There's not much room there -- I have to clear out a closet somehow to make room for his stuff. Not that he has much stuff. But even the little he has.
He doesn't know a soul there. I know the young'uns are much better at meeting people, but I've hardly met anyone, so is that the best situation for him too? It's been hard enough for me.
And the British economy is in dire straits, no matter how many stories you read about "green shoots." It's a bunch of crap, if you ask me. I'm no economist, but I see more unemployment -- and more misery -- coming there. And nobody quite does misery like Britain, especially in the winter. (It's the rain and the really expensive everything).
And in Britain, you don't pick up a decent job being a waiter or somesuch, like my son has done in the past in the States to fund his life. Being a waiter is not a decent job there. No money.
There's "The City," of course -- the financial section of London that used to have plenty of good jobs with great salaries and good prospects. That's what's collapsed actually, and caused a huge ripple effect throughout the British economy. And my son is a Finance major.
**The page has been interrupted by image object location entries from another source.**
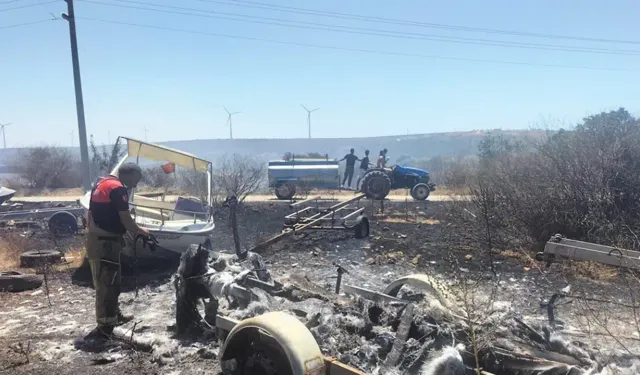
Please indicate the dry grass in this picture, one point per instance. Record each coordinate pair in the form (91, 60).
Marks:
(11, 246)
(410, 220)
(591, 270)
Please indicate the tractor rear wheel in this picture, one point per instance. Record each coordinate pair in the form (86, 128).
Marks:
(376, 184)
(420, 192)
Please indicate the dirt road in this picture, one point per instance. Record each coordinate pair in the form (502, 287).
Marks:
(253, 198)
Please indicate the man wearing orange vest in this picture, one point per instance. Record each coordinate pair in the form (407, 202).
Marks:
(108, 220)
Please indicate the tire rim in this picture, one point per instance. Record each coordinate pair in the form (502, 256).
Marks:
(422, 192)
(375, 186)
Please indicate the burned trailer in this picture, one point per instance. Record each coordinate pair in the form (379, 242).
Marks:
(287, 177)
(310, 215)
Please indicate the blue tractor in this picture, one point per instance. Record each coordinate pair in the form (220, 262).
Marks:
(378, 182)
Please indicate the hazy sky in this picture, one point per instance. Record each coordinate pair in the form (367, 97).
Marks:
(175, 82)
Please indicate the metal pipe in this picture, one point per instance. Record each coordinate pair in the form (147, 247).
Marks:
(354, 213)
(292, 205)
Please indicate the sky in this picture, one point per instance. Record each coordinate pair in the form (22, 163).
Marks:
(372, 67)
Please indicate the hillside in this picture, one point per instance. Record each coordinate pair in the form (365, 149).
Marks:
(416, 146)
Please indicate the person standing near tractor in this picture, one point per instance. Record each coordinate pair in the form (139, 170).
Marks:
(364, 167)
(108, 220)
(382, 161)
(351, 159)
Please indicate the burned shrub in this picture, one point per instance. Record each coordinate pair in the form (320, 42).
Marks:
(582, 182)
(48, 168)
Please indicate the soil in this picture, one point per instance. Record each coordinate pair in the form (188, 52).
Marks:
(408, 238)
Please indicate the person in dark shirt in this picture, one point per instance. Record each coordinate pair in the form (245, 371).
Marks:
(108, 220)
(351, 159)
(364, 167)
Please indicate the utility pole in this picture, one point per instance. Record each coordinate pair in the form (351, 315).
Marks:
(82, 128)
(4, 136)
(309, 117)
(229, 121)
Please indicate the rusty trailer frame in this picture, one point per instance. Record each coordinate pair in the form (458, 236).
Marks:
(579, 250)
(347, 215)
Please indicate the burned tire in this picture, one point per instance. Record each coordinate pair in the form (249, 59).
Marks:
(420, 192)
(285, 190)
(376, 185)
(17, 282)
(30, 259)
(63, 224)
(362, 227)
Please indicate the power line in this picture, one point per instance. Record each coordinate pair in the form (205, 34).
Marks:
(26, 24)
(10, 1)
(361, 31)
(449, 58)
(28, 6)
(353, 16)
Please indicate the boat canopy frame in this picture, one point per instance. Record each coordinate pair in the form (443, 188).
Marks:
(138, 149)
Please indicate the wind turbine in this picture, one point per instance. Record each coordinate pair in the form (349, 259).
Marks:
(4, 135)
(309, 117)
(229, 121)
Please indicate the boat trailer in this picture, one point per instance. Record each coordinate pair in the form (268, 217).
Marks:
(308, 214)
(61, 221)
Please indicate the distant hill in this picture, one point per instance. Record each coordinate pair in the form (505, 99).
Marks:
(414, 146)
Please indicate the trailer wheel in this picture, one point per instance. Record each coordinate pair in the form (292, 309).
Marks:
(362, 227)
(30, 259)
(11, 281)
(274, 343)
(285, 190)
(63, 224)
(420, 192)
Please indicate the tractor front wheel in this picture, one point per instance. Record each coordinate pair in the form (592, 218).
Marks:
(376, 185)
(420, 192)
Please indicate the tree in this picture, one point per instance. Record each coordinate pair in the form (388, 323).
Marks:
(49, 167)
(104, 160)
(239, 175)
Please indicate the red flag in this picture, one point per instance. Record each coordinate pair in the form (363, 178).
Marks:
(169, 168)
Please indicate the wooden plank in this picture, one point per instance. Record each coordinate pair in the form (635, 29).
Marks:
(334, 367)
(401, 336)
(580, 253)
(371, 294)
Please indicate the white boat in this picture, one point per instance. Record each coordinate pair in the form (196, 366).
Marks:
(175, 224)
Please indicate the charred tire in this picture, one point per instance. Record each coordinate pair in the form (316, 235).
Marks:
(362, 227)
(285, 190)
(17, 282)
(63, 224)
(30, 259)
(27, 224)
(420, 192)
(376, 185)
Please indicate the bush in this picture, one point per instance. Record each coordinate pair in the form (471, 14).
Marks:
(48, 168)
(103, 160)
(239, 176)
(583, 183)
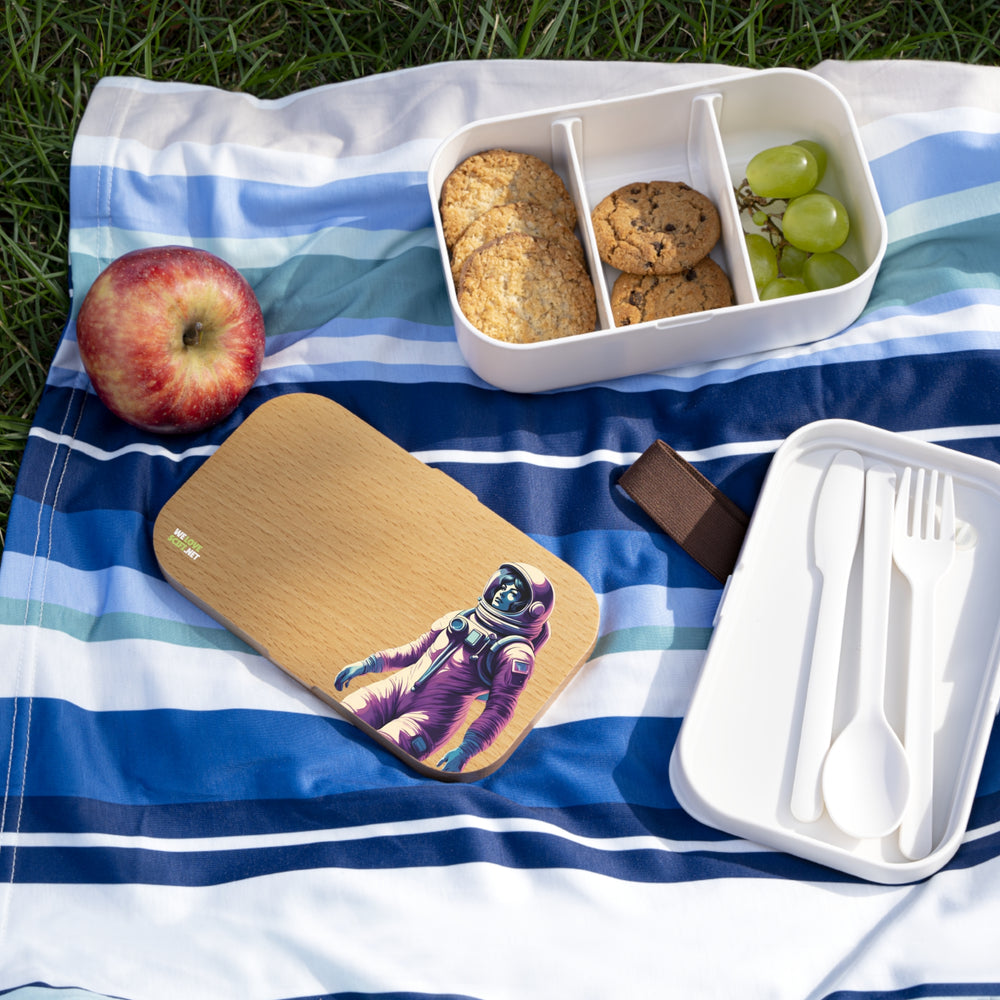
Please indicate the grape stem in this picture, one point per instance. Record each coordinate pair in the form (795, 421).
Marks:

He could come here, of course, to Italy. We've got plenty of room here for his stuff -- and he would like to end up in Italy for awhile. Hence the Milan job hunt. But if that doesn't come through, there just isn't much in Italy, let's be serious.
As an expat friend of mine said on the phone to me the other day, "he's coming HERE (from the States, she meant) to look for a job?". Silence from me. She was right, of course. What are we thinking?
I guess that's where the rubber meets the road for me now -- right about dawn.
Isn't the States the best place for this family to be again? Do we really have time to waffle around trying to make this European experiment work? Shouldn't we just cut our losses sooner rather than later?
Almost everyone at my old newspaper who took the early retirement buy-out seems to have found another job, from what I can tell.
And isn't the U.S. the place where my son needs to launch his career, since he's American and all, and just graduated with an American degree?
But then my British husband is the only one employed at the moment. And his company just transferred him to London (at our request). He certainly can't ask for anything else for awhile.
And I have found a bit of work in London.
And it would be great if it could work out for my son in Europe for awhile. He would like that. And ultimately it would be good for him -- and his career.
But will it work? Who knows? Could easily not. So many people are having dreams quashed all over the world at the moment.
I try to be optimistic -- just think positive. It's not easy though.
Sometimes I feel as trapped as a bee squirming around inside one of those glass pens beekeepers use.